Usually I would figure out what motivates someone, through trial and error, about 12 to 18 months in to working together– right around the time that many members left the organization. In recruiting quite a few people didn’t make it past the 18 month mark.
And that 18 month time frame is for those that have relatively straightforward motivations, maybe 1 or 2 “Need to Have”. If someone is complicated and has a bunch of “Need to Have” it would take longer to figure out their buttons, and in several cases I never did.
One woman I managed several years ago is a perfect example. Attuned didn’t exist back then, but her motivational profile was something like this:
She came in motivated, and worked really hard.
But in our 1-on-1’s, I was typically trying to extend her performance through a competitive approach. “Let’s challenge you to hit higher KPI’s this week,” “Last week was good, but you can do even better, let’s build on that,” “You did really well last week how about trying to set the record for KPI’s for a new starter?” A lot of things like that. Because competition is a big intrinsic motivator for me, it became the default approach.
Hitting a wall
Well pretty soon we hit a wall. Her performance plateaued. She seemed to be putting in the effort, wanted to be in the job, and the organization. But the results were just barely above acceptable. There was promise, but it didn’t seem like I could get it out of her.
Even though I tried different approaches I couldn’t seem to consistently create incentives and an environment that would bring out her best performance. We were in a 1-on-1 rut.
We continued to have weekly 1-on-1’s for the 18 months or so that she stayed in the organization. Her overall performance was “ok”, but she really didn’t contribute to the growth of the team. She probably barely returned over the time and investment in to her. It was a wash. Should I not have hired her? Had I known her motivations, maybe not. Should I have let her go early? Nah, she worked hard, was reliable, had a good heart, and I believed in her. But the 70+ hours or so of time spent in 1-on-1’s probably could have been used a lot more productively elsewhere.
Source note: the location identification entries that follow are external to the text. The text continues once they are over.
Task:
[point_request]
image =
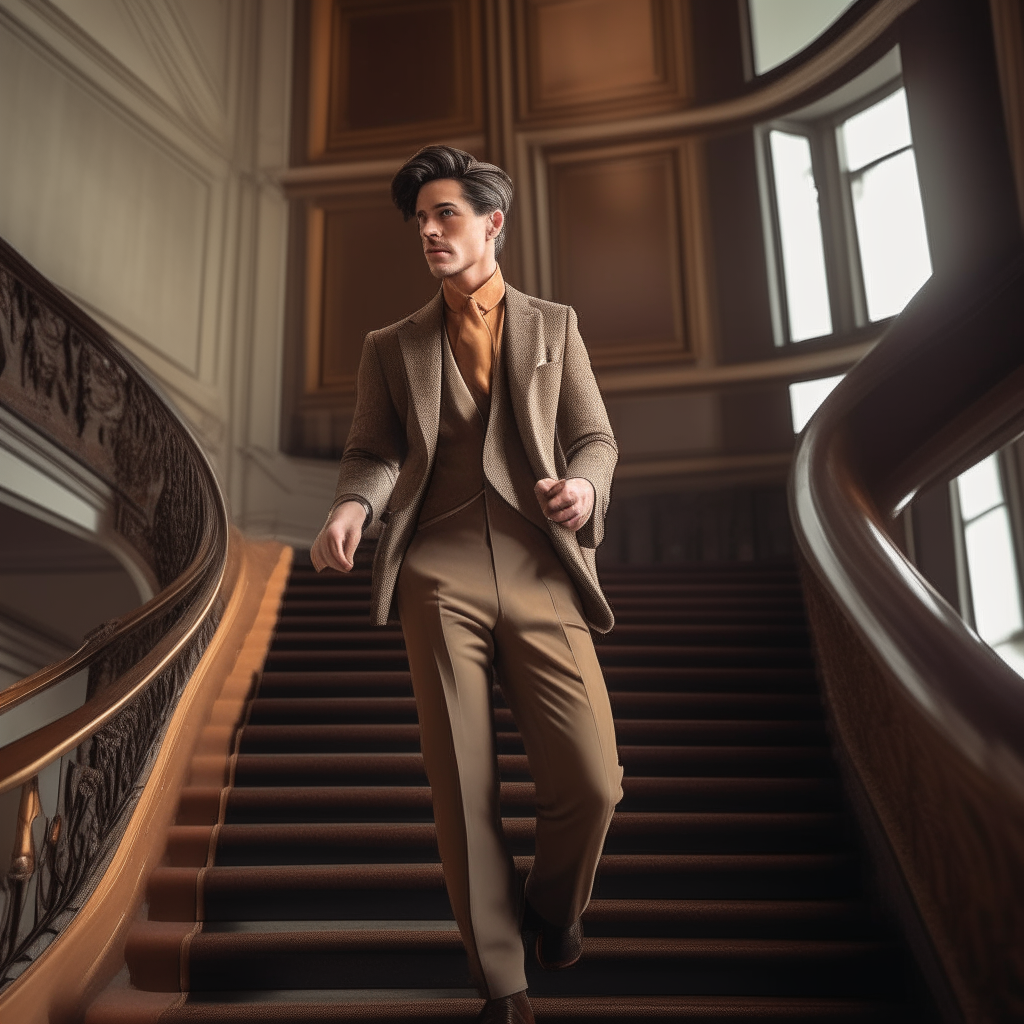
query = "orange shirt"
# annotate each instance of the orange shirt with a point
(473, 354)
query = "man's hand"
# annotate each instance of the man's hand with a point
(336, 543)
(566, 502)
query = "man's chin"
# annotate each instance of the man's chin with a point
(442, 270)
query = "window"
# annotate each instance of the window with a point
(848, 246)
(805, 396)
(989, 571)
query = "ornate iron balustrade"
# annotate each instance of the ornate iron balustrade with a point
(61, 375)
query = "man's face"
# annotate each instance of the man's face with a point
(455, 239)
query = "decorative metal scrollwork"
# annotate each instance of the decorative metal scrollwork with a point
(64, 376)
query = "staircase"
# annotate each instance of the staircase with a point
(731, 885)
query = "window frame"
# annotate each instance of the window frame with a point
(1010, 482)
(844, 268)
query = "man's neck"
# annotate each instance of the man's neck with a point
(472, 278)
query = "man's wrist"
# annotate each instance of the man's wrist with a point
(368, 510)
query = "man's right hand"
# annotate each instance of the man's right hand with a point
(336, 543)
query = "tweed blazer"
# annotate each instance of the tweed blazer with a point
(555, 407)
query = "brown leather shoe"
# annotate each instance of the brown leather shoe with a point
(556, 948)
(513, 1009)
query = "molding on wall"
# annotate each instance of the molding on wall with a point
(787, 368)
(329, 56)
(671, 83)
(165, 30)
(792, 90)
(25, 648)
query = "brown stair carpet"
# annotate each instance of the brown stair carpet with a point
(731, 887)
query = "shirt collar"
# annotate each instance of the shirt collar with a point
(486, 296)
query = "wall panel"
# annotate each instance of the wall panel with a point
(617, 250)
(592, 56)
(392, 75)
(118, 219)
(372, 272)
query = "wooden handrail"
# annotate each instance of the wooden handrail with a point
(953, 364)
(62, 376)
(929, 719)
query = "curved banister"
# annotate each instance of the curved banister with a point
(855, 468)
(930, 719)
(98, 640)
(68, 381)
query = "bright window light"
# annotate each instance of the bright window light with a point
(875, 145)
(877, 131)
(988, 546)
(994, 591)
(800, 230)
(980, 488)
(805, 396)
(781, 28)
(891, 233)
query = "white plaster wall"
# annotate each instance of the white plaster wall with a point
(139, 145)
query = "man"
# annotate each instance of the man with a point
(480, 454)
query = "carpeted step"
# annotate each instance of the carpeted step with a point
(372, 803)
(406, 891)
(388, 1007)
(753, 635)
(394, 842)
(622, 966)
(403, 737)
(673, 679)
(625, 705)
(730, 888)
(383, 769)
(610, 653)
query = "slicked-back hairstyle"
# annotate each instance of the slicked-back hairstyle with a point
(485, 186)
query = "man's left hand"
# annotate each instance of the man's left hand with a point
(566, 502)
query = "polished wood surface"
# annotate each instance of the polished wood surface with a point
(199, 739)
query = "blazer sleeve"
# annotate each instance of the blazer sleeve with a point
(376, 444)
(585, 432)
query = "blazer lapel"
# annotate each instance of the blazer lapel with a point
(534, 395)
(421, 338)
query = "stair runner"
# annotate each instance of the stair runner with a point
(730, 887)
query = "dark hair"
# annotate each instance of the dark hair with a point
(485, 186)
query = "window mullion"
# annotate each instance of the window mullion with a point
(839, 269)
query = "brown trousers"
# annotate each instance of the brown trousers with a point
(482, 590)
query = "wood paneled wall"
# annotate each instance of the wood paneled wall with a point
(615, 228)
(614, 217)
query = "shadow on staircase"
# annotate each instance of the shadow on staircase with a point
(731, 887)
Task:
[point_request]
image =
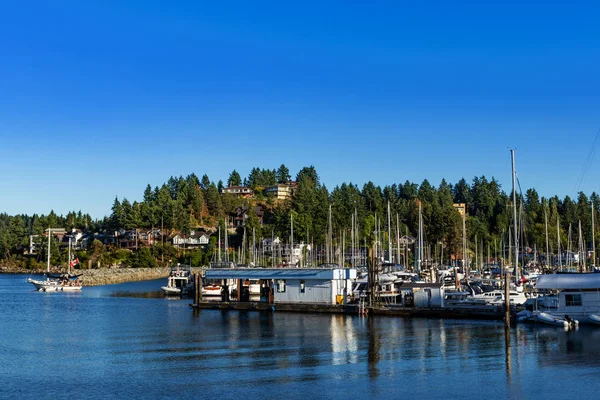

I imagine she had equal degrees of frustration.
Then there is another case of a very highly motivated guy, who probably had a motivational profile like this:
He always performed very well and was a very hard worker, but I could never figure out what drove him.
I’d try my best in the 1-on-1’s and I’m sure I touched on some of his drivers, but I also missed a whole bunch for long chunks of time because they were motivators that didn’t mirror my own.
Speaking a different language
Over the couple years we spent working together (maybe a 150 hours of 1-on-1’s), a lot of time misused or wholesale unnecessary, because I was speaking a different language and not focusing on the things important to him.
In the recruiting business that I’ve grown up in, and love, I’ve hired a lot of people over the years with many that didn’t stick. With all of them that reported to me we shared a lot of time together in 1-on-1’s.
A lot of that time was wasted.
I’m not a big believer in maximizing every moment of your working day. Some of the best thoughts, and real conversations happen in those in between moments of trying to be productive.
But if I stop and think about how the 2,880 hours or so I’ve spent in 1-on-1’s over 15 years (that’s 60, 24 hour days of my life in 1-on-1’s, 2 full months of doing nothing but 1-on-1’s), have had little benefit, it’s pretty demoralizing.
We felt there had to be a better way, and the time and frustration debt created by all these not-really-useful 1-on-1’s is why we created Attuned.
Now there is a way to instantly know your team’s intrinsic motivations. You can speak their language. Adjust your style to their needs. Set up incentive systems that resonate with them.
It’s a shame that this tool had to come so late in my career. I still spend several hours a week in 1-on-1’s, but they feel so much more productive than all those times before. Maybe for the first time everyone on the core team around me is heading in the same direction, fully motivated. Now that’s a beautiful thing.